Lars Sonck’s concept drawings


Ainola was designed by Lars Sonck (1870–1956), one of the foremost young Finnish architects of his era. Ainola is one of a series of several dozen wooden buildings that he designed – a series that started with a residential building while he was still a student in Mariehamn (Åland Islands) in 1893 and ended in 1945 with a modest log-built house for the composer Uuno Klami in Virolahti.

From an architectural perspective Ainola’s external appearance contains thematic tensions, even contradictory messages. The cross-gabled design, protruding timber balconies and the floor plan are related to those found at many Finnish artists’ homes from this period. The timber corner balcony on the north-west corner is a clear reference to the vernacular building tradition, on account of its access door that imitates the balcony walkway. The same applies to the cross gables’ supporting roof joists that were left visible against the soffits. But that is where these archaic features and ‘folk’ allusions end: the originally planned pale-coloured cladding, the windows’ and doors’ Jugend-style wooden frames, and the complex roof outline do not follow the same style. In this respect Ainola differs from Sonck’s other villas, where his characteristic log-built style is to the fore. On the other hand it anticipates the villas that he would design from 1907 onwards for the ‘villa district’ on the island of Kulosaari near Helsinki. By comparison with other villas in the community by Lake Tuusula, Ainola’s external appearance is similar to that of Eero Järnefelt’s home, Suviranta, whilst at the same time it is enriched by features similar to those at Pekka Halonen’s home, Halosenniemi, and by the characteristic allusions to the vernacular tradition found in Sonck’s other villas from the same era.

(Source: Prof. Pekka Korvenmaa’s article ‘Takaisin luontoon – mutta sivistyneesti’ (Ainola – Jean ja Aino Sibeliuksen koti, SKS 2004)

The living room today

In 1911, when the upper floor was turned into living accommodation, access was created between the dining room and the former study, which significantly opened up the interior. At the same time the building’s external appearance changed too, the façades receiving their white cladding.

An essential feature of Ainola is the log-built sauna building, completed a year after the house itself to a design by Aino Sibelius. In 1925 the sauna burned down, but it was rebuilt in accordance with its original form. Among the carefully considered features of the sauna building is its ingenious system for supplying water. Water was poured from the adjacent well into a channel that led straight into the sauna’s washing room. In the corner of the room, above the water basin, there was a further water channel leading to the bathtub in the adjoining room. This arrangement saved many trips to the well, both when heating the sauna and when washing clothes. (Source: Irma Savolainen: ‘Hopeamaljasta siniseen tuoliin – Ainolan irtaimistosta’ / Ainola–Jean ja Aino Sibeliuksen koti, SKS 2004)

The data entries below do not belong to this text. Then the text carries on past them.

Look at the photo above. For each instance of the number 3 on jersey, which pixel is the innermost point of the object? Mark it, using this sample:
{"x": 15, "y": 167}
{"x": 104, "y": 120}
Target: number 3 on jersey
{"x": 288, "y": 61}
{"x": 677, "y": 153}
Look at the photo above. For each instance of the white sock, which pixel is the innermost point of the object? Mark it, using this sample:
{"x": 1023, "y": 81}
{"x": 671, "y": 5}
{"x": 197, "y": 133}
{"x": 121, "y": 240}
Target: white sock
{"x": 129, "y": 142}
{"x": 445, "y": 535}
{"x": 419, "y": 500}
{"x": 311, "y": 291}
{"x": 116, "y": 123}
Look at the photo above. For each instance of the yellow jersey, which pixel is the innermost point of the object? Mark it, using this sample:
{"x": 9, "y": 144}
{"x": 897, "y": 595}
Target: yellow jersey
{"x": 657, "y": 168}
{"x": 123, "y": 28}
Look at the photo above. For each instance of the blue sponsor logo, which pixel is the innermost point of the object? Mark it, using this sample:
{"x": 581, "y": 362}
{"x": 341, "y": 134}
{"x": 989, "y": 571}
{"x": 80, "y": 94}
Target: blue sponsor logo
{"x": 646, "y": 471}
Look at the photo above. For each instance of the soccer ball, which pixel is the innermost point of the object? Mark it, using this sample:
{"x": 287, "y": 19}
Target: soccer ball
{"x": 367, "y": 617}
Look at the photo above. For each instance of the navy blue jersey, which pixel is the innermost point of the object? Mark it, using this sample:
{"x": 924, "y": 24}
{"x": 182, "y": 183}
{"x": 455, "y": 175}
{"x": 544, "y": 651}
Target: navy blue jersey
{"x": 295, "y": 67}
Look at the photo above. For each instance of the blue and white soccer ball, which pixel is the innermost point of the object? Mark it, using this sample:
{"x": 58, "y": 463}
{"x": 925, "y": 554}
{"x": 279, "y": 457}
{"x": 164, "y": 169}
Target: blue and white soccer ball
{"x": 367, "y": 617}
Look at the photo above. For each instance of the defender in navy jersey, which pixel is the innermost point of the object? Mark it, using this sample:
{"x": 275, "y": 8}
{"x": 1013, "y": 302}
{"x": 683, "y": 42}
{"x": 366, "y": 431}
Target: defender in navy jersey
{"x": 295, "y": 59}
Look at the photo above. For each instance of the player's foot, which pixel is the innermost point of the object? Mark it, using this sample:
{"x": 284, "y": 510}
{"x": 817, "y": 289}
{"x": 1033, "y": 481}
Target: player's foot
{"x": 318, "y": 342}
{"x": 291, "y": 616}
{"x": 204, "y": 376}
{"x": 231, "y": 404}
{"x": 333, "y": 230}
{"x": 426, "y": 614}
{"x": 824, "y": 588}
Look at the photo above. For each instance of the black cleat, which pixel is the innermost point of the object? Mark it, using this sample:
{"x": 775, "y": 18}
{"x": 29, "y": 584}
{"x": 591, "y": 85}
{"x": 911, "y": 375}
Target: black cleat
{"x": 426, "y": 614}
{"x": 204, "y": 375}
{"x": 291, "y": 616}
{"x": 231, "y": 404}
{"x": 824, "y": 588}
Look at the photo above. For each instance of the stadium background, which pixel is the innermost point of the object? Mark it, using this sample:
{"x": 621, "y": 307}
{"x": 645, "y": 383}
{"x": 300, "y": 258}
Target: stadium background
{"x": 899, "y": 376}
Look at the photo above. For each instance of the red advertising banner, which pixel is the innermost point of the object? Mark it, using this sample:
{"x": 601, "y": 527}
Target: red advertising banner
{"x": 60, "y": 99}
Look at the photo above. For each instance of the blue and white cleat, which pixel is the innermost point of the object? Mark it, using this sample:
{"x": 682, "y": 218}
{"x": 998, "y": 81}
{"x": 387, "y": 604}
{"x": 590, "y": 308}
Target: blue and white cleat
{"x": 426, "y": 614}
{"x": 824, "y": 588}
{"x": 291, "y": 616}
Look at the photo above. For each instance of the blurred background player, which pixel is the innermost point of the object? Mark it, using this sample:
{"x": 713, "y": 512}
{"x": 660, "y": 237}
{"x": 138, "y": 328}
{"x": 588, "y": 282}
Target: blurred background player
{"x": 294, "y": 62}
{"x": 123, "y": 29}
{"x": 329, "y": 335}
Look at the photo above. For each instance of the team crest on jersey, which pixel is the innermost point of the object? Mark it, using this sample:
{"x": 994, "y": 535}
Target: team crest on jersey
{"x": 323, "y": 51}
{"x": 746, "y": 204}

In 1935, when Sibelius reached the age of 70, the former children’s room on the ground floor was converted into a library, according to plans by the architect Aulis Blomstedt, Sibelius’s son-in-law.

Ainola was the Sibelius family’s home for more than 60 years. The decor and furniture thus date from different decades; the oldest items were inherited from Jean’s or Aino’s families, and the newest come from the 1930s and 1950s.